Vaccination against respiratory syncytial virus for adults over 60 is likely cost-effective by preventing illness, hospitalizations, lost quality of life and deaths, according to new research.

A study carried out by researchers from the University of Michigan, in collaboration with the U.S. Centers for Disease Control and Prevention (CDC), and published in the journal Vaccine, assessed newly authorized RSV vaccines: Arexvy by GSK and Abrysvo by Pfizer. The analysis did not cover a third vaccine, Moderna’s mRESVIA, which is also approved.

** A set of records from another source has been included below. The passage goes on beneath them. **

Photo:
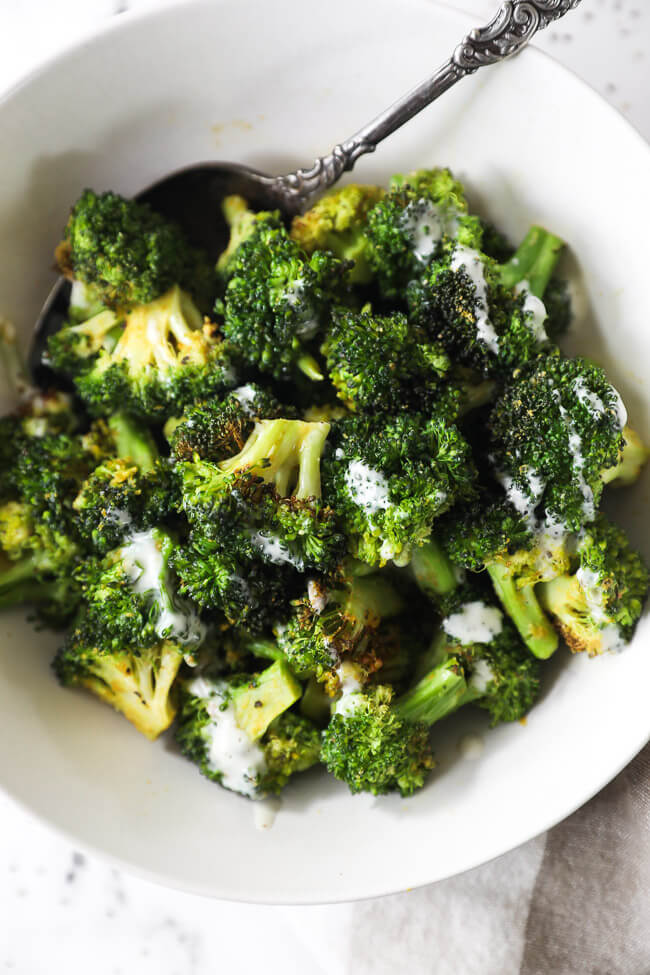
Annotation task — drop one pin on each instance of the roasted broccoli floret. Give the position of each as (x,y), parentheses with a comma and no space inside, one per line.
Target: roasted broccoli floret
(475,657)
(277,300)
(337,223)
(596,607)
(342,619)
(214,430)
(242,222)
(137,682)
(129,254)
(166,356)
(493,535)
(372,749)
(240,733)
(389,477)
(382,362)
(555,430)
(406,229)
(36,564)
(131,598)
(488,316)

These vaccines are currently accessible to adults aged 60 and older. The CDC endorses a single dose for individuals over 75 and also recommends one dose for those over 60 who may be at higher risk for severe disease. In May 2023, the FDA authorized both vaccines for older adults, which health professionals and public health experts see as a major breakthrough in the fight against this disease. According to the CDC, RSV is responsible for 60,000 to 160,000 hospital admissions and 6,000 to 10,000 deaths among adults aged 67 and above annually.

“This is a landmark study that underscores the promising impact of RSV vaccination on public health and economic factors for older adults,” remarked David Hutton, the study’s lead author and a professor of health management and policy at the University of Michigan’s School of Public Health.

Before vaccines were approved for older adults, RSV immunizations were mainly suggested for high-risk infants. RSV is a prevalent respiratory virus known for causing severe respiratory issues in young children, especially infants under one year.

“Given RSV remains a significant risk for this age group, we hope these findings will offer crucial insights for healthcare leaders and policymakers,” Hutton added.

To assess the cost-effectiveness, Hutton and his team looked at the general population of older adults and tracked RSV-related healthcare usage, which included outpatient visits, emergency room visits, hospital admissions, and deaths associated with RSV.

The researchers specifically focused on quality-adjusted life-years lost (QALY) and the societal costs linked to RSV infections, discovering that costs varied according to age and vaccine type. They found that vaccine effectiveness, hospitalization rates for RSV, and the price of vaccines significantly influenced the cost for each QALY saved.

For instance:

  • For all adults aged 60 and older, the societal cost per QALY saved was $196,842 for GSK’s Arexvy and $176,557 for Pfizer’s Abrysvo.
  • For individuals aged 65 and older, the costs were lower at $162,138 for GSK and $146,543 for Pfizer.
  • For those aged between 60 and 64, the costs per QALY saved were considerably higher, at $385,829 for GSK and $331,486 for Pfizer.

Traditionally, efforts to prevent and treat RSV have concentrated on younger populations due to a higher risk of severe outcomes and hospitalization. With the increasing recognition of similar risks among older adults, RSV vaccines have been developed to help prevent severe illness, hospitalizations, and deaths related to RSV.

The researchers concluded that RSV vaccination could be cost-effective for adults aged 60 and above, particularly for the older segments of this group. They mentioned that lowering vaccine prices and maintaining effectiveness beyond two RSV seasons could enhance the cost-effectiveness for a larger population. However, they also noted some uncertainties, especially regarding the long-term effectiveness of the vaccines.

“We are eager to continue collaborating with the CDC to identify the most effective ways to allocate our healthcare resources to prevent respiratory diseases,” Hutton shared, who is also a professor at the U-M College of Engineering.

The co-authors of the study alongside Hutton include Lisa Prosser, Angela Rose, and Kerra Mercon from the University of Michigan, along with Ismael Ortega-Sanchez, Andrew Leidner, Fiona Havers, Mila Prill, Michael Whitaker, Lauren Roper, Jamison Pike, Amadea Britton, and Michael Melgar from the CDC.